Much energy was expended this year on what from the outset appeared to be a hopelessly misplaced rearguard effort to stave off the Economic Partnership Agreement with the EU. There has been no similar effort evident this year or last or the year before that on facing up to what the future productive bases of this country’s economy should be in 5, 10 or 15 years from now. One pledging conference was held in relation to the Jagdeo agricultural initiative but it hasn’t translated into immediate plans for any major project here. Biofuel plans remain on the drawing board and the only other major possibility – the finding of oil remains years away. In terms of profiting from trade, the opening of the Takutu Bridge could provide a platform to tap the trade into northern Brazil but the requisite infrastructure is lacking.
There needs to be a bigger vision – not a new one. The vision has been argued for by regionalists for many decades now as Guyanese Havelock Brewster recently reminded in his address to the UWI (Mona) Graduating Class on the challenge that had been thrown out to lecturers like him at UWI 40 years ago.
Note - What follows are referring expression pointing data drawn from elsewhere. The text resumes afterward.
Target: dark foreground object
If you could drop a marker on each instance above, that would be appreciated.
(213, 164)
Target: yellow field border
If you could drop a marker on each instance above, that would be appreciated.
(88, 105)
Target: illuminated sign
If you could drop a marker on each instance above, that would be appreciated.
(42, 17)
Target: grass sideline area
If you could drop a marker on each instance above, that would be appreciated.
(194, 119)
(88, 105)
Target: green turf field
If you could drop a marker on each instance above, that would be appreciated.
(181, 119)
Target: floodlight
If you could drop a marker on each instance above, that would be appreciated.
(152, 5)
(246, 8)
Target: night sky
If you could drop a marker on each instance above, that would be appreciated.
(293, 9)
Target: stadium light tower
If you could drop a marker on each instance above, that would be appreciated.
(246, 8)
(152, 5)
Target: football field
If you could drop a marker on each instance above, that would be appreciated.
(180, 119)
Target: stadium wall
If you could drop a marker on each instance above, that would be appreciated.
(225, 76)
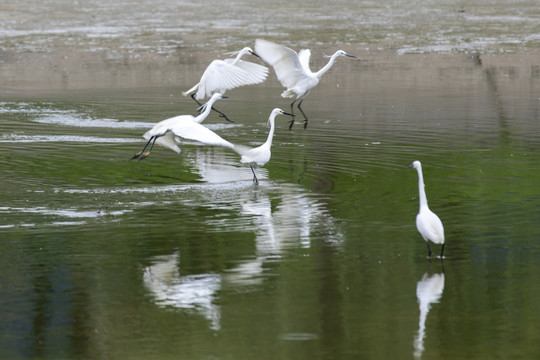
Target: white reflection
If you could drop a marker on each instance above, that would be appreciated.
(291, 224)
(428, 291)
(195, 292)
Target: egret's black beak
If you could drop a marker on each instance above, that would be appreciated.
(253, 53)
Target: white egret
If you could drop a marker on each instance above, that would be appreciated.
(223, 75)
(261, 155)
(292, 70)
(189, 127)
(186, 126)
(427, 222)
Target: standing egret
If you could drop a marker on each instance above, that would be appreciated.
(261, 155)
(292, 70)
(427, 222)
(186, 126)
(223, 75)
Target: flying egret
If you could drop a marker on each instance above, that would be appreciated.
(292, 70)
(427, 222)
(223, 75)
(186, 126)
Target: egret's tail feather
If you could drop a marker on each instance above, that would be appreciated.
(241, 149)
(188, 92)
(289, 93)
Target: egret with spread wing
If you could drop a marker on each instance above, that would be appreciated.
(223, 75)
(292, 70)
(186, 126)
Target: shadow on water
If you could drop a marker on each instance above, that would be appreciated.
(428, 292)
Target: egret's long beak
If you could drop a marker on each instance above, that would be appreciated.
(253, 53)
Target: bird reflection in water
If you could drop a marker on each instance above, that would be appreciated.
(428, 291)
(193, 292)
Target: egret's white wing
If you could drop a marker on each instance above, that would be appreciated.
(195, 131)
(220, 76)
(284, 60)
(254, 73)
(304, 56)
(241, 149)
(430, 226)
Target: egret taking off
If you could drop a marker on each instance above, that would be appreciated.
(186, 126)
(427, 222)
(292, 70)
(223, 75)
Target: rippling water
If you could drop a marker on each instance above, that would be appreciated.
(182, 256)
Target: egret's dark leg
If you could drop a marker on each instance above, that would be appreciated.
(197, 101)
(213, 108)
(255, 180)
(292, 114)
(303, 113)
(143, 154)
(144, 148)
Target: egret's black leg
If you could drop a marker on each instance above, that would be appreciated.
(144, 148)
(213, 108)
(144, 154)
(255, 180)
(303, 113)
(197, 101)
(292, 114)
(222, 114)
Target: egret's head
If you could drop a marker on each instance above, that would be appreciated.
(249, 50)
(276, 112)
(343, 53)
(416, 164)
(218, 96)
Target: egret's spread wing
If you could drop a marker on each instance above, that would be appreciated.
(254, 73)
(284, 60)
(220, 76)
(304, 56)
(195, 131)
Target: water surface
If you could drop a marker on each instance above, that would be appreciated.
(182, 256)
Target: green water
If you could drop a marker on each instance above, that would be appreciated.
(182, 256)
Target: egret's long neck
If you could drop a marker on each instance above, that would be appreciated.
(326, 67)
(237, 58)
(421, 189)
(206, 110)
(268, 142)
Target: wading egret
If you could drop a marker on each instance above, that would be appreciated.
(427, 222)
(292, 70)
(186, 126)
(261, 155)
(223, 75)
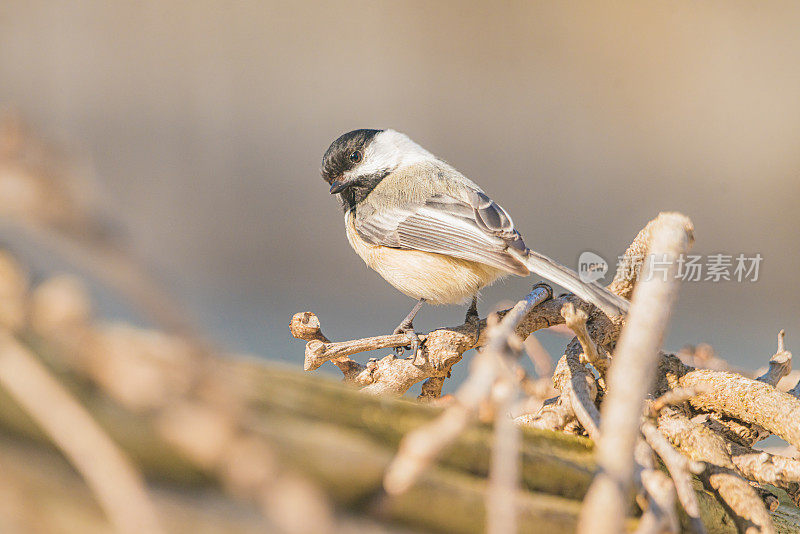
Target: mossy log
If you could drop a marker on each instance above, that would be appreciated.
(343, 440)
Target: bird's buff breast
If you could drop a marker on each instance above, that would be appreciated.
(437, 278)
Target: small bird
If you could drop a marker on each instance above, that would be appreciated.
(428, 230)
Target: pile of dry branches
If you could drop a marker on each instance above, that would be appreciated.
(643, 408)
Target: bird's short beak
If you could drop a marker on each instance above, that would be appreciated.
(337, 186)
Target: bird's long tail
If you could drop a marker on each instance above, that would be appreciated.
(591, 292)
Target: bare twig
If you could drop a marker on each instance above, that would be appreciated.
(680, 469)
(780, 364)
(738, 397)
(118, 486)
(721, 478)
(501, 515)
(630, 379)
(674, 397)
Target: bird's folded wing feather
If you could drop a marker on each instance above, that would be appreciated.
(474, 229)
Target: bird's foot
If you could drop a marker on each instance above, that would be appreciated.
(473, 318)
(414, 341)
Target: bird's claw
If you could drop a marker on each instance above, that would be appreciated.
(414, 341)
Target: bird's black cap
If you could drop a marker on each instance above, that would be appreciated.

“In the economics and social studies faculty, as in other faculties, we took up the challenge, and came up with a number of conclusions and recommendations. They included the need to: orient public policy to the eradication of persistent poverty, and the roots of the plantation system; to lessen dependence on primary commodities, like sugar and bananas, exported under preferential terms; to get greater returns and added-value out of our raw materials and services, like bauxite, petroleum, timber, fishery products, and tourism; to diversify the production structure; to rationalize our air and maritime transport; to combine our natural resources and aggregate demand through integrated policies for production and trade; to promote local ownership of Caribbean assets.”
Forty years on, much of this remains a barren expanse for Guyana and it behoves a governing party that has occupied office for 16 consecutive years to grapple with it seriously.